I was recently invited to become a panellist for the session on ‘Natural Hazards Communications, Education, and Policy-Science-Public Interface’ at the 2021 Natural Hazards conference organised by the Earth Observatory of Singapore. The panel focused on
communications before, during and after disasters between researchers, the public, policy makers, and practitioners, including uncertainty, visualisation, education and scenarios. I shared our Philippine experience of conducting an interactive forum on disaster and climate change for women as part of Curiosity's consulting work for WeDpro, a women's rights and education NGO. As part of the panel, we needed to present with certain questions in mind:
What in your experience are the main pitfalls in communication? How do we avoid miscommunication?
How do you use social media effectively?
What are your top tips for communicating with government?
I focused my discussion on the typhoon narratives gathered from those who decided NOT to evacuate during Typhoon Haiyan, including lack of knowledge about storm surges, believing that "the poor cannot possibly prepare for disasters", that "God decides who lives or dies during disaster" and that "women don't know anything about rebuilding after disaster". A more detailed explanation of the components of the disaster and climate change forum conceptualised based on this ethnographic understanding can be found here. A draft of the book chapter on non-evacuation decision-making (for the book Disaster Archipelago), which I first authored and co-wrote with cognitive scientists of the EU-funded Marie Curie COGNOVO pogramme can be downloaded here:
During my presentation, I underscored that communication for science and political literacy needs to consider beliefs about disaster based on gender, class, and religion. In my own multidisciplinary work in disaster an anthropologist, well-meaning colleagues from other disciplines will sometimes tell me that cultural considerations are "not the 'real issue'", "they are the 'softer' aspects of disaster management", or are"little things that matter"compared to, say, risk modelling.

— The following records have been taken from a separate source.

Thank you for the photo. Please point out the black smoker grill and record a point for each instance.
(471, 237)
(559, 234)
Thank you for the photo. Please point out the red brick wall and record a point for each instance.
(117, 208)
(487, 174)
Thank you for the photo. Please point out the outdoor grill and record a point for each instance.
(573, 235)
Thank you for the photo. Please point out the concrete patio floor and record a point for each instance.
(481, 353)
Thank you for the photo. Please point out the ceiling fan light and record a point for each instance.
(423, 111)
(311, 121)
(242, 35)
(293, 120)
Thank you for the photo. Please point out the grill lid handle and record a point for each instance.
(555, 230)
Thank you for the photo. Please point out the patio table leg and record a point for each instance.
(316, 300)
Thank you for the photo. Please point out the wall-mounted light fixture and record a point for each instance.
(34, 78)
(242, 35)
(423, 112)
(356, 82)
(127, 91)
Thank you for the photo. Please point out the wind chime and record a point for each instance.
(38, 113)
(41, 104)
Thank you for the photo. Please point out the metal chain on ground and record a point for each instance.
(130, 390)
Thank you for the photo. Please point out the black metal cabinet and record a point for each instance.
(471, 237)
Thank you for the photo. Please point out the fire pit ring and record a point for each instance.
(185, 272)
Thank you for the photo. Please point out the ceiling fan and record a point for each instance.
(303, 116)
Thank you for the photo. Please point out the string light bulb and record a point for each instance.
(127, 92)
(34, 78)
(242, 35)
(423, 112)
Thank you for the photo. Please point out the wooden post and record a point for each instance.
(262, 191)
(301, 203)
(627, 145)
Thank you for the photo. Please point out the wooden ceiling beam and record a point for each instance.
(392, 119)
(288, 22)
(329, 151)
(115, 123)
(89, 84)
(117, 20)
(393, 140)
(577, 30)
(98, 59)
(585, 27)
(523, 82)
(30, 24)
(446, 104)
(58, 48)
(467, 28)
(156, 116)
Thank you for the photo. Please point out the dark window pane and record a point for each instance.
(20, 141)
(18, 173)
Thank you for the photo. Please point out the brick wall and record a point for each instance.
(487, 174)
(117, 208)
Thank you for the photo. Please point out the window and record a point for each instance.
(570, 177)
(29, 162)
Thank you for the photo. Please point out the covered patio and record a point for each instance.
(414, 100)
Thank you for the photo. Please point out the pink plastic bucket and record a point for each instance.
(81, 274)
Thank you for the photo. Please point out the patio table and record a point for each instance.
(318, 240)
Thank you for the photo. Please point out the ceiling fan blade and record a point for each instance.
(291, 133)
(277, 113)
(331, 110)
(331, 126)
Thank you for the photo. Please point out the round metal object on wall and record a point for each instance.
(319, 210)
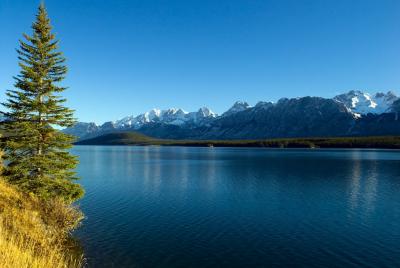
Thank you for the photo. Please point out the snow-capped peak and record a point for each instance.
(206, 112)
(360, 103)
(237, 107)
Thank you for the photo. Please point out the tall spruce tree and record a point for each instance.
(36, 152)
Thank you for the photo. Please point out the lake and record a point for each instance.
(238, 207)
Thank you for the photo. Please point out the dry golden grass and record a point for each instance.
(34, 233)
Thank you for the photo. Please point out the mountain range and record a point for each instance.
(354, 113)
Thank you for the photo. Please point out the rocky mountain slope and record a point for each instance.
(355, 113)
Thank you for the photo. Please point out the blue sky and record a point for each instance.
(126, 57)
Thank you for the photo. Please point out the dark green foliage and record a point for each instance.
(133, 138)
(37, 154)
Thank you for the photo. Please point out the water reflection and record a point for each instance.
(211, 207)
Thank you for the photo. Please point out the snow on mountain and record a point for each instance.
(360, 103)
(171, 116)
(237, 107)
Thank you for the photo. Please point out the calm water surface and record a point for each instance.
(228, 207)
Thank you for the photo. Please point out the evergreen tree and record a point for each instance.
(36, 152)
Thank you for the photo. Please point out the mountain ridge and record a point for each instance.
(346, 114)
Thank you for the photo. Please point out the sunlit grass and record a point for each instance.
(34, 233)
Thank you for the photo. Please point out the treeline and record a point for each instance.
(132, 138)
(38, 181)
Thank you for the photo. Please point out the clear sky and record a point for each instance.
(126, 57)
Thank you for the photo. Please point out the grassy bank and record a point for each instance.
(34, 233)
(132, 138)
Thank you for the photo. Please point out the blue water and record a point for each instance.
(236, 207)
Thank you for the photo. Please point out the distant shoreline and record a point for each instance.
(136, 139)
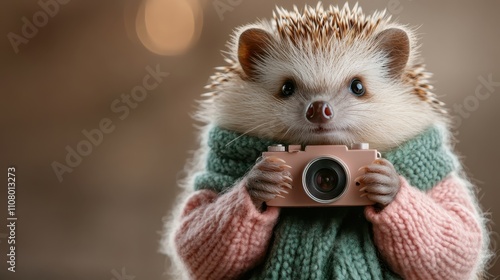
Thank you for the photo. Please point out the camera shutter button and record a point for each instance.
(276, 148)
(360, 146)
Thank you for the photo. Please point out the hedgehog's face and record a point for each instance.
(346, 92)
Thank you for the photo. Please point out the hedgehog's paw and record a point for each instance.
(380, 183)
(268, 179)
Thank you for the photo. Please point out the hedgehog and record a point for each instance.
(321, 76)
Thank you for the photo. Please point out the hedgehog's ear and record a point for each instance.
(396, 44)
(252, 46)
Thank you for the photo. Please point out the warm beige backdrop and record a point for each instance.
(102, 221)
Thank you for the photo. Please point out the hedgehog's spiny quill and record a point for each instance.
(319, 26)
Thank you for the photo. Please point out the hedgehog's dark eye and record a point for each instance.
(288, 88)
(357, 87)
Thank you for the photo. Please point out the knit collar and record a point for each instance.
(423, 160)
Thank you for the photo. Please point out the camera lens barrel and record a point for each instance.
(325, 179)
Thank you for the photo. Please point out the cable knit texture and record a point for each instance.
(430, 231)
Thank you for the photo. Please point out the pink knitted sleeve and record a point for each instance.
(434, 235)
(222, 236)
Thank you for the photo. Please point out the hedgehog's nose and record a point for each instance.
(319, 112)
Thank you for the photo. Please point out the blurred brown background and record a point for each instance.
(102, 221)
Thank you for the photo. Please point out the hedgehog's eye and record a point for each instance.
(288, 88)
(357, 87)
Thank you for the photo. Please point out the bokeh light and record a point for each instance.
(169, 27)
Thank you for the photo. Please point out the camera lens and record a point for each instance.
(324, 179)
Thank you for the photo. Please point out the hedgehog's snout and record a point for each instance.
(319, 112)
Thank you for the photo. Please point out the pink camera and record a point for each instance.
(323, 175)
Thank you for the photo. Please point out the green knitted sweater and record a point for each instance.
(323, 243)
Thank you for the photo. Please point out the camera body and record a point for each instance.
(323, 175)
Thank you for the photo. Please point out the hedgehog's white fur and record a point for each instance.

I disagree. And I push back on this push back. Anthropologists understand "culture" as the "software" with which humans operate. The process of ascribing meaning to such concepts as "gender", "religion", and "class" informs a wide range of human activities, including, at the macro level, international policy, how governments are run, humanitarian priorities, and at the micro-level, decisions about where to live, whether or not to marry, or where to work. "Culture" is a BIG deal, and its influence on how people think about disaster and behave during catastrophe has long been studied by social scientists of various persuasions, not just anthropologists. I was thankful that the our panel at the Natural Hazards Conference recognised the importance of socio-cultural issues, with greater involvement form social scientists in the area of science literacy and disaster management policy identified as a major opportunity in our ideation session.